Question

Short version:

How to deal with the non-atomicity of spawning a group of threads, running some custom (unspecified at the time of implementation) callback? Several possible solutions are described below, it seems like using a thread pool is the only good solution. Is there a standard way to deal with it? No need to post complete C++ solutions, pseudocode or a brief description will suffice. Performance is an important aspect here.

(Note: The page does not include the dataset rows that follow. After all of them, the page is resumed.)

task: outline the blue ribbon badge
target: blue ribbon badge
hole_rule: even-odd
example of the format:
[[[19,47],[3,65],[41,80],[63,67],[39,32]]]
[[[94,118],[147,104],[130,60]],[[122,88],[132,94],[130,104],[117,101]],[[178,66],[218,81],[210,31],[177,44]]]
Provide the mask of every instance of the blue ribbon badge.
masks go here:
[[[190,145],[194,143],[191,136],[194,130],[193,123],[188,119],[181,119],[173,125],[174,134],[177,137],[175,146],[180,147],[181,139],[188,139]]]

Although it may seem trivial, I believe the below fragment of code occurs in many of the existing applications, many (beginning, probably also some of the advanced) programmers may write similar constructs without even realizing the dangers. And the problems are the same for pthread / C++11 std::thread / WinAPI and probably many other low-level multithreading libraries. Therefore it is an important question.

Long version:

I'm designing some multithreaded application and I decided to make an utility function, where several threads are spawned. This is perhaps a quite common code, it comes up in many of my applications (unless they are using OpenMP):

void ParallelCall(void (*function)(int, int), int numThreads)
{
    Thread *threads = new Thread[numThreads - 1];
    for(int i = 1; i < numThreads; ++ i) {
        if(threads[i - 1].start(&function, i, numThreads)) // this might fail
            abort(); // what now?
    }

    (*function)(0, numThreads);
    // use the calling thread as thread 0

    for(int i = 1; i < numThreads; ++ i)
        threads[i - 1].join();
    delete[] threads;
}

This is more of a pseudo code for illustration of the problem. A bunch of threads are being created and spawned (the Thread object wraps a pthread thread). Then they do something and finally they are joined.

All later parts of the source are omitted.